On two graph isomorphism problems

TL;DR

This paper characterizes when 4-regular circulant graphs are isomorphic to accordion graphs, extending previous work on graph isomorphism conditions and providing criteria for graph isomorphism within this class.

Contribution

The authors provide a complete characterization of 4-regular circulant graphs that are isomorphic to accordion graphs and establish conditions for isomorphism between different accordion graphs.

Findings

Characterization of parameters for which an accordion graph is circulant.

Necessary and sufficient conditions for isomorphism between accordion graphs.
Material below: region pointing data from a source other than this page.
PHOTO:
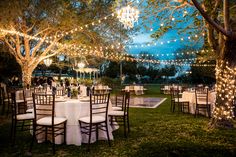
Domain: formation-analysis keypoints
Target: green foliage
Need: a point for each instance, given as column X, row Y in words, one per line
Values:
column 86, row 82
column 111, row 82
column 8, row 67
column 154, row 133
column 74, row 93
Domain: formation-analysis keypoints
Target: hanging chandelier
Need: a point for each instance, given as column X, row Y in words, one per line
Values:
column 47, row 62
column 81, row 65
column 128, row 15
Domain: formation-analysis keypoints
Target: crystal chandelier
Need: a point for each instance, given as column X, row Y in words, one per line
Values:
column 81, row 65
column 128, row 15
column 47, row 62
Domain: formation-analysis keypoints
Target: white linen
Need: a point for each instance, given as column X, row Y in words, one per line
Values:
column 190, row 96
column 73, row 109
column 83, row 90
column 138, row 90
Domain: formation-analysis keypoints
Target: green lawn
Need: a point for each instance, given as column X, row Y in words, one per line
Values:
column 154, row 132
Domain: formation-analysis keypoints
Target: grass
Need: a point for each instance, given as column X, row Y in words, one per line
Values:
column 154, row 132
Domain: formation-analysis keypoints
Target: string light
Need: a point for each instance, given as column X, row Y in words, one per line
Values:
column 225, row 89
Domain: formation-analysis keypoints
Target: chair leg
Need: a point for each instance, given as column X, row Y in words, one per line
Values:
column 196, row 111
column 65, row 133
column 14, row 133
column 46, row 134
column 128, row 124
column 108, row 136
column 3, row 107
column 173, row 107
column 209, row 111
column 97, row 132
column 53, row 140
column 89, row 140
column 124, row 121
column 188, row 108
column 34, row 137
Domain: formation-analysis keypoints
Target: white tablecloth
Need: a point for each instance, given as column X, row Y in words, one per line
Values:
column 73, row 109
column 138, row 90
column 83, row 90
column 190, row 97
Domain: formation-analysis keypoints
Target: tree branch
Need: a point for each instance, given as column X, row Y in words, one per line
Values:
column 212, row 22
column 226, row 14
column 38, row 45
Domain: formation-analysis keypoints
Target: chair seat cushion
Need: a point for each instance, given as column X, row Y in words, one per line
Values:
column 48, row 121
column 116, row 108
column 20, row 101
column 95, row 119
column 25, row 116
column 180, row 100
column 116, row 113
column 6, row 100
column 202, row 103
column 31, row 110
column 29, row 99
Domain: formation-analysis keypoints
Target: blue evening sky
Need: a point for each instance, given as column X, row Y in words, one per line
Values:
column 143, row 37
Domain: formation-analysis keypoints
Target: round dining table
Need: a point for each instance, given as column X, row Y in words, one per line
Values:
column 190, row 97
column 73, row 109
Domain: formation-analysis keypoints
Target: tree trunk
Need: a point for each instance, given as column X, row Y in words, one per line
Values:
column 26, row 75
column 225, row 87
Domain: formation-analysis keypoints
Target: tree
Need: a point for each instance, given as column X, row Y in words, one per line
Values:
column 219, row 22
column 34, row 30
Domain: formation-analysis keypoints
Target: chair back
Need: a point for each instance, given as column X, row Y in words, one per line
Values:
column 119, row 99
column 201, row 95
column 60, row 91
column 99, row 105
column 28, row 92
column 126, row 102
column 44, row 105
column 17, row 108
column 2, row 95
column 175, row 94
column 40, row 90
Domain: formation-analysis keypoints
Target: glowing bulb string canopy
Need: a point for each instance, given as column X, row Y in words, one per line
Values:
column 47, row 62
column 128, row 15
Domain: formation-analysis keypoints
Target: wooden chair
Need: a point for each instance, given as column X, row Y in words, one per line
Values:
column 97, row 120
column 201, row 96
column 60, row 91
column 46, row 123
column 177, row 100
column 118, row 101
column 21, row 121
column 2, row 99
column 123, row 115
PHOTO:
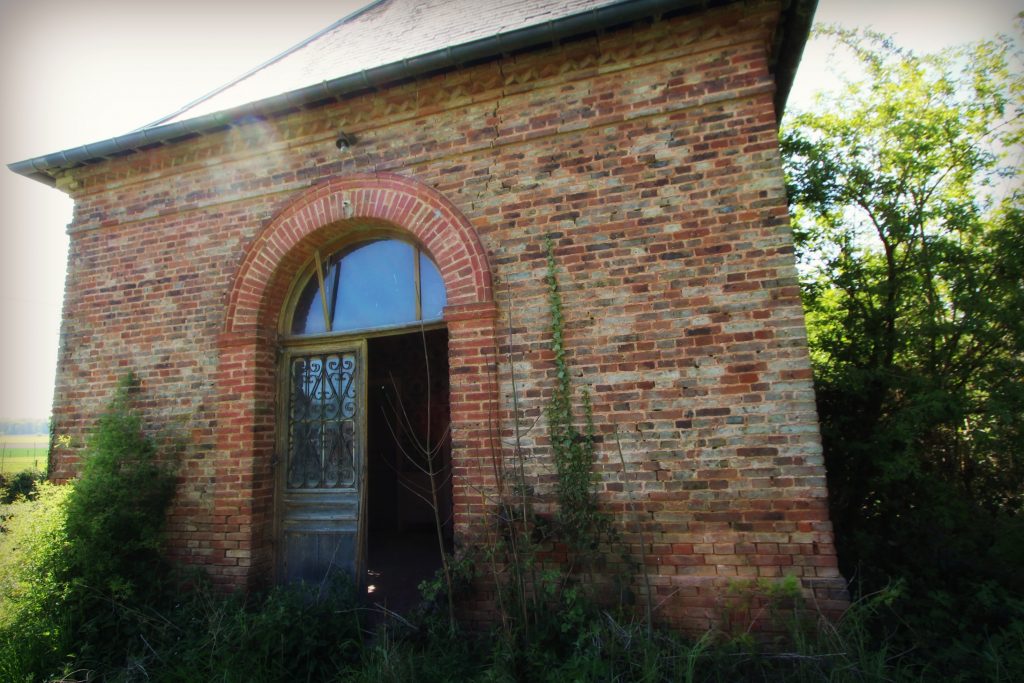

Extension of Bogdanowicz's work to a broader class of graphs.

Abstract

In 2015, Bogdanowicz gave a necessary and sufficient condition for a 4-regular circulant graph to be isomorphic to the Cartesian product of two cycles. Accordion graphs, denoted by $A[n,k]$, are 4-regular graphs on two parameters $n$ and $k$ which were recently introduced by the authors and studied with regards to Hamiltonicity and matchings. These graphs can be obtained by a slight modification in some of the edges of the Cartesian product of two cycles. Motivated by the work of Bogdanowicz, the authors also determined for which values of $n$ and $k$ the accordion graph $A[n,k]$ is circulant. In this work we investigate what parameters a 4-regular circulant graph must have in order to be isomorphic to an accordion graph, thus providing a complete characterisation similar to that given by Bogdanowicz. We also give a necessary and sufficient condition for two accordion graphs with distinct parameters to be isomorphic.